Eighteen years ago, Vicky Noly was forced to leave her children to escape poverty and political conflict in Honduras. Envisioning the U.S. as a land of opportunities, Vicky made the decision to cross the Mexican border to the U.S. regardless of the sacrifices it entailed. She took low-paying jobs in order to provide better opportunities for her children –the principal reason for living. Nevertheless, she remains deeply attached to her native customs and language rather than to those of the U.S., and therefore maintain a perennial desire to return to her home country and reunite with her children she has not seen in all these years.
* Last names withheld intentionally.
Director Biography – Olga Jaramillo
Olga Jaramillo is a visual storyteller. She documents culture, identity and memory as a multimedia artist based in the Washington D.C., metro area. Informed by her career as an economist, she advanced into photography and brought her social awareness and experience in international development into her visual work.

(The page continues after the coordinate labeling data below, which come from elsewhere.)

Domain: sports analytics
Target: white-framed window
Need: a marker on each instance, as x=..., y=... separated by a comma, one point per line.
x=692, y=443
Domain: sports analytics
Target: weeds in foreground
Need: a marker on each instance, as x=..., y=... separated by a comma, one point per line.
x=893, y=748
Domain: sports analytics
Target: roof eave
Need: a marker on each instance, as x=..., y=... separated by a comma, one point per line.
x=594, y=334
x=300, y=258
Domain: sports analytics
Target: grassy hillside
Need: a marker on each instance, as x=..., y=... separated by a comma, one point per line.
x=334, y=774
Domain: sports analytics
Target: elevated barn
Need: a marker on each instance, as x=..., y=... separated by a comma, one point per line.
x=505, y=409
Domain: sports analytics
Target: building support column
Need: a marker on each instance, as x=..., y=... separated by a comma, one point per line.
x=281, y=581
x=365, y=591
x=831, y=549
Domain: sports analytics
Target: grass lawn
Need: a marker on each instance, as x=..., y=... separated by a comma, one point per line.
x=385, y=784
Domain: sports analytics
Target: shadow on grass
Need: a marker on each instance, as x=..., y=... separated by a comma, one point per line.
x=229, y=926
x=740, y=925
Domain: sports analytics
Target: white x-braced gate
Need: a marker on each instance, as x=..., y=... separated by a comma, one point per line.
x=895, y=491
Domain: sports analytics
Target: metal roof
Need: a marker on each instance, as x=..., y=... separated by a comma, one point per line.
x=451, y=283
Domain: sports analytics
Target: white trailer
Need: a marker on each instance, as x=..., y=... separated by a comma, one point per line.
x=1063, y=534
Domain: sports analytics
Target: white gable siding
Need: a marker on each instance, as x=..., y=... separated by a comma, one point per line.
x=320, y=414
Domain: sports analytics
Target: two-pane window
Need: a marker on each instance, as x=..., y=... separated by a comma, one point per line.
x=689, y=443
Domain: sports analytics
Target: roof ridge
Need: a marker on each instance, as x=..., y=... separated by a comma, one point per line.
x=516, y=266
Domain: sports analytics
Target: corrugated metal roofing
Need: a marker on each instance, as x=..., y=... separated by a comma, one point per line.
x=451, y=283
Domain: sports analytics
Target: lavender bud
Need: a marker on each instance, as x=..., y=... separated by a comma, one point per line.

Olga specializes in documentary photography and video, portraits and social issues. Her most recent work focuses on the intergenerational impact of migration on the families of migrant mothers from Central America.
Olga has a bachelor’s degree in Economics from Universidad del Valle, Colombia, a diploma in Economics from Birkbeck University, London, a master’s degree in Economics from The London School of Economics and Political Science, and a master’s degree in New Media Photojournalism from the George Washington University’s Corcoran School of the Arts and Design.